The application is configured through environment variables which are listed here.

Server options

• NODE_ENV - The runtime environment, either development, production or test. Defaults to development.

• PORT - The port to run the Node.js HTTP server on. Defaults to 3000.

• BASE_URL - The URL at which the application will be accessible. If not set, it will be built based on $PROTOCOL, $HOST and $PORT:

  • PROTOCOL - The protocol (ignored if $BASE_URL is set). Defaults to http.
  • HOST - The host (ignored if $BASE_URL is set). Defaults to localhost.

• DATABASE_URL - The full connection string to the database. If not set, it will be built based on the following variable:

  • DATABASE_USERNAME - The PostgreSQL user to connect as. Not set by default.
  • DATABASE_PASSWORD - The password of the PostgreSQL user. Not set by default.
  • DATABASE_HOST - The host at which to reach the PostgreSQL database. Defaults to localhost.
  • DATABASE_PORT - The port to use to connect to the PostgreSQL database. Defaults to 5432.
  • DATABASE_NAME - The name of the database. Defaults to biosentiers.

• SECRET- The secret key used to sign authentication tokens (should be at least 100 characters long).

• BCRYPT_COST - Key expansion iteraction count of the bcrypt algorithm (this is actually a power of 2 of the number of iterations). Defaults to 10.

• INSTALLATION_AUTH_THRESHOLD - The amount of time (in milliseconds) that local device clocks are allowed to differ from the server's for app installation authentication.

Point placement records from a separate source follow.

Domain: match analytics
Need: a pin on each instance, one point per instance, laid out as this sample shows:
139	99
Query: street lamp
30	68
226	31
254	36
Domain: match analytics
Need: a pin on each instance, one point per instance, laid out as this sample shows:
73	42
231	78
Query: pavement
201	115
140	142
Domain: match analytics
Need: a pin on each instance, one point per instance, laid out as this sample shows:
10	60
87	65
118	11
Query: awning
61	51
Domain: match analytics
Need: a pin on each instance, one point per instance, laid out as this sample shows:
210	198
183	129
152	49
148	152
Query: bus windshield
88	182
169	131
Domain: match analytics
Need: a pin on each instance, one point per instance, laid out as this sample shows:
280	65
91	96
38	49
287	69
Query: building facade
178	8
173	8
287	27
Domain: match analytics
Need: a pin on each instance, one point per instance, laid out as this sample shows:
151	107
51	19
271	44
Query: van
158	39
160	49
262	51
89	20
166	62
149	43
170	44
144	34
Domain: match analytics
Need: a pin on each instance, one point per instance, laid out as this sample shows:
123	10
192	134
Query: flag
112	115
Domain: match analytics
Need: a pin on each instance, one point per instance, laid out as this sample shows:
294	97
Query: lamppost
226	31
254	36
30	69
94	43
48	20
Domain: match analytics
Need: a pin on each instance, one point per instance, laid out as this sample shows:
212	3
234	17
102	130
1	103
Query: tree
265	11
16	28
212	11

Defaults to 300000 (5 minutes).

• INSTALLATION_AUTH_ALGORITHM - The hashing algorithm used when calculating the HMAC for app installation authentication. Defaults to sha512.

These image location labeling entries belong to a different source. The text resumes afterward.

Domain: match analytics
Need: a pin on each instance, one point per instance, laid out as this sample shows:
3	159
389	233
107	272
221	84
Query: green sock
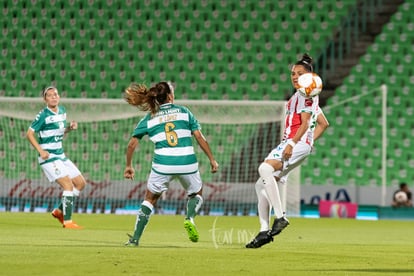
67	205
193	206
143	216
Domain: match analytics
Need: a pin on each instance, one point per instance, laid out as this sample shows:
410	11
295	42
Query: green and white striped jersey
170	129
50	128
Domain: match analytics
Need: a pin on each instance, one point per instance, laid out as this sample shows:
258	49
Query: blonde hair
147	99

• LOG_LEVEL - The minimum severity of messages to logged. Available levels are TRACE, DEBUG, INFO, WARN, ERROR, FATAL. If the level is set to WARN, for example, only WARN, ERROR and FATAL messages will be logged. Defaults to TRACE in the development environment, INFO in the production environment and WARN in the test environment.

Mailer options

E-mails are sent by the server for some workflows, e.g. when users register.

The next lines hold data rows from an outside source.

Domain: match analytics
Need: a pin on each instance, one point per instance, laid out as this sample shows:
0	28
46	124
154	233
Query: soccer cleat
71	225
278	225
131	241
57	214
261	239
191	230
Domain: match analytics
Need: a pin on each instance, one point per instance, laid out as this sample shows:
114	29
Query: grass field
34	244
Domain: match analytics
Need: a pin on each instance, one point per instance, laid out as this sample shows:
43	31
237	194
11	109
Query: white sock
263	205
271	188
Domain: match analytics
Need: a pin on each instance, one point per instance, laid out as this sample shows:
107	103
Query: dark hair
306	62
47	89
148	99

• MAIL_HTML - Whether to send HTML as well as plain text e-mails. Defaults to false.
• SMTP_ENABLED - Whether to send e-mails. Defaults to true.
• SMTP_HOST - The host of the SMTP server.
• SMTP_PORT - The port of the SMTP server.
• SMTP_SECURE - If true, the connection will use TLS. In most cases set this value to true if you are connecting to port 465. For port 587 or 25 keep it false. Defaults to false.
• SMTP_USERNAME - The user to authenticate as.
• SMTP_PASSWORD - The user's password.
• SMTP_FROM_NAME - The name of the sender. Defaults to BioSentiers.
• SMTP_FROM_ADDRESS - The sender's address.
• SMTP_ALLOW_INVALID_CERT - Whether to accept a connection to an SMTP server with a self-signed TLS certificate. Defaults to false.

Development options

• APIDOC_OPEN - Whether to automatically open the API documentation in your browser. Defaults to true in the development environment, false in other environments.
• APIDOC_HOST - The host to serve the API documentation on. Defaults to localhost.
• APIDOC_PORT - The port to serve the API documentation on. Defaults to 3001.
• BROWSER - The name of the browser to open to read the API documentation. Defaults to your default system browser.